Reed and I promised tenderness between us always. Reed’s house is filled with people pushing loved ones too hard, throwing things that don’t want to be thrown. “Let’s just go inside so I can see Gram, and then we can talk, okay?”
“Okay.”
He lets go a deep breath. Reed reaches for my hand again. I’ve held Reed’s hand so many times in the aftermath of his father beating on him. Or his grandfather. Reed never talked about the bruises that showed up on his face, ribs. It was like he couldn’t talk about what had happened even if he wanted to, and he didn’t want to. Holding his hand seemed like the only comfort I could give him, even the most recent times, when his knuckles were raw from fighting back. I don’t forgive the way he’s treated me lately, but we have two years between us, our lives overlapping. I bend my fingers into his.

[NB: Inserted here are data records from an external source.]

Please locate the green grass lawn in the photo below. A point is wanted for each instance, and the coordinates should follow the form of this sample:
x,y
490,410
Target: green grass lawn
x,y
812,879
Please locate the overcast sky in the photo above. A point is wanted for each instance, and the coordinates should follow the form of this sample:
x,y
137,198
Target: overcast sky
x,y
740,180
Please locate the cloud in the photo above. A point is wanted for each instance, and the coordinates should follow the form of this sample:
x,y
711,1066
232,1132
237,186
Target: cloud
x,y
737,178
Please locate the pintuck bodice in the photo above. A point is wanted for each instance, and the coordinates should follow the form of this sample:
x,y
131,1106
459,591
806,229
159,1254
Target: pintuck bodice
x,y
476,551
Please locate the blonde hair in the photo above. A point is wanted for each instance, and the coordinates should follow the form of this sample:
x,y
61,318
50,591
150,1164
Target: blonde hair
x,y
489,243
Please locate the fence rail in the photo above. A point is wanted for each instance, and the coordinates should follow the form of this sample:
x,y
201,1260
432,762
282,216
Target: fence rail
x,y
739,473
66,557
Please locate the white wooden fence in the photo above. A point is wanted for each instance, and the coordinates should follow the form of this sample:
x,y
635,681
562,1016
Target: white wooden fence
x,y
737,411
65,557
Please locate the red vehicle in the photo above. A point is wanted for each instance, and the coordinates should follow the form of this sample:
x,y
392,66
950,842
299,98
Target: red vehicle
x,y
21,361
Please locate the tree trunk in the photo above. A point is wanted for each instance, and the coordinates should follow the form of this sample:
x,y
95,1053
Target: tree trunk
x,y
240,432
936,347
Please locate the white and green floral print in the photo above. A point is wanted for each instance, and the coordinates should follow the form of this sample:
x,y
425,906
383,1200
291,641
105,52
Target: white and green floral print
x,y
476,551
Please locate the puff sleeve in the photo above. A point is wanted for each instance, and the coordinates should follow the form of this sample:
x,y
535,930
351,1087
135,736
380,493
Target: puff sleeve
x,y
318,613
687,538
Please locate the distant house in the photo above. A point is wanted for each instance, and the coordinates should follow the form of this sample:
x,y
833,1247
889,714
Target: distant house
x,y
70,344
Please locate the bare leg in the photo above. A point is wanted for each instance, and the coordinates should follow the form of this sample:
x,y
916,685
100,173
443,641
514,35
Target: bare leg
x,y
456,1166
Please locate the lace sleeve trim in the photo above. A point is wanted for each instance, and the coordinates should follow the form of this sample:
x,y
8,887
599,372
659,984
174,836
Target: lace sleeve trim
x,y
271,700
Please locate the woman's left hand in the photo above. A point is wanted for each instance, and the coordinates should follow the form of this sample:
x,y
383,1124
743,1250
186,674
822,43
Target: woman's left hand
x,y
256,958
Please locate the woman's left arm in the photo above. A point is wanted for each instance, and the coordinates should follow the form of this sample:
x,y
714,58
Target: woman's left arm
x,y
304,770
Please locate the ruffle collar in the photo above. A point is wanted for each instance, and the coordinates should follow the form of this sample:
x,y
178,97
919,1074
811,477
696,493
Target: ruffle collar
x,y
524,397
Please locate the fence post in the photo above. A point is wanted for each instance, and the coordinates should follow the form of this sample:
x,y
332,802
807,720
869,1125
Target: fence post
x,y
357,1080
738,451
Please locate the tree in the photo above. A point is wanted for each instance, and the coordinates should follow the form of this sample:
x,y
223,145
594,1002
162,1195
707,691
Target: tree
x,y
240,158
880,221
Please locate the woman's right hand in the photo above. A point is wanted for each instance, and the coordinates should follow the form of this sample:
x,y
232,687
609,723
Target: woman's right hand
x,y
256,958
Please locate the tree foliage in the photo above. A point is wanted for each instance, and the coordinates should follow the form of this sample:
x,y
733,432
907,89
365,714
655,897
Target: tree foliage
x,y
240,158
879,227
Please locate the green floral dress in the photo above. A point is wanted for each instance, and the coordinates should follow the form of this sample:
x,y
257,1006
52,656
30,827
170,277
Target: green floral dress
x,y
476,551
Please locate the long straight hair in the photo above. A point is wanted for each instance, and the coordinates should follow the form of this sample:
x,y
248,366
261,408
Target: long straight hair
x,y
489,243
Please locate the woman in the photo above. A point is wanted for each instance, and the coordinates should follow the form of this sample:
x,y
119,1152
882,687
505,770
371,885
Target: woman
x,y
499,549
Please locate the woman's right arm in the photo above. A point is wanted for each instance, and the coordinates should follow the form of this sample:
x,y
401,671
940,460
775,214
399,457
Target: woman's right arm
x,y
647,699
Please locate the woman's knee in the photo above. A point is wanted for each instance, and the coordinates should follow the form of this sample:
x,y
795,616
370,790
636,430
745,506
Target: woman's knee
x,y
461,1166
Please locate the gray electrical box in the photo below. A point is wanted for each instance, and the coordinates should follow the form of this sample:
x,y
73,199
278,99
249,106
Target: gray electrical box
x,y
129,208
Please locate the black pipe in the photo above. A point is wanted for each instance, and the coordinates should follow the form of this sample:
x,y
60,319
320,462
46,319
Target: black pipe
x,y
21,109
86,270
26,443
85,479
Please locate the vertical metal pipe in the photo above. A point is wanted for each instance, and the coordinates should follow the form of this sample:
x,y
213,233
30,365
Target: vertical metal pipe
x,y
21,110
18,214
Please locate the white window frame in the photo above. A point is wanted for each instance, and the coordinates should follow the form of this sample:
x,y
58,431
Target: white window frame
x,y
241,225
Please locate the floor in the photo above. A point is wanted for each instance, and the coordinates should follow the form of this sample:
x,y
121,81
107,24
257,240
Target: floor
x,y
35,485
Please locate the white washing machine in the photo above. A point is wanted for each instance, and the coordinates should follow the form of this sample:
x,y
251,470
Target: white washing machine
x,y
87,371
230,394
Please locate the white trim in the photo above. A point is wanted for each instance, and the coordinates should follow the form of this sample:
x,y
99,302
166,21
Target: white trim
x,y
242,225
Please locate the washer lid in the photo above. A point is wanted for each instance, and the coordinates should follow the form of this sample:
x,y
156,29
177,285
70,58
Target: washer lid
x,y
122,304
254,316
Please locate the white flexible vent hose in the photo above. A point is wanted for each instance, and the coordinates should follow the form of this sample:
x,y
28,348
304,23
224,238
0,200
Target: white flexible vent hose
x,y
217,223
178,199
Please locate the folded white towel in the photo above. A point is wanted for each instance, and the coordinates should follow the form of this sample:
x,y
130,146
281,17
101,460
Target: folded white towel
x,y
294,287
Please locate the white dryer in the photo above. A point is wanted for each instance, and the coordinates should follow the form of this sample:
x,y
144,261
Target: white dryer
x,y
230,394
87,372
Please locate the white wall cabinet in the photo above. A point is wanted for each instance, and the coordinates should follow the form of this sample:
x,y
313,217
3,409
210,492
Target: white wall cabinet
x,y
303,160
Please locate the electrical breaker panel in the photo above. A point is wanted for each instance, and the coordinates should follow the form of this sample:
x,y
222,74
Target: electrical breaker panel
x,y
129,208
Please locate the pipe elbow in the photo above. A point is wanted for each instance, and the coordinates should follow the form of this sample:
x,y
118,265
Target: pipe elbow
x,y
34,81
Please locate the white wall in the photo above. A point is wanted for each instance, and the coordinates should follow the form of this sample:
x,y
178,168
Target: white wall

Gram is at the deck table sorting bulbs. “Flames.” She holds up a cluster of tubers. They’re only dirt-caked roots now, but they’ll grow into the thick orange bloom I found on my boat.
On the girl’s tongue.
On my sill.
“My mother had these in her garden nearly a hundred years ago. Every year she’d dig them up and store the plants in our cellar.”
“Like mother, like daughter.”
Gram winks. She separates a dirty clump of roots, splitting the plant, which will double the blooms. “These were some of my mother’s most precious plants.”
She has my full attention. “How come?”
Gram shakes her head but doesn’t raise her eyes from her task. “They were a gift from someone she’d lost.”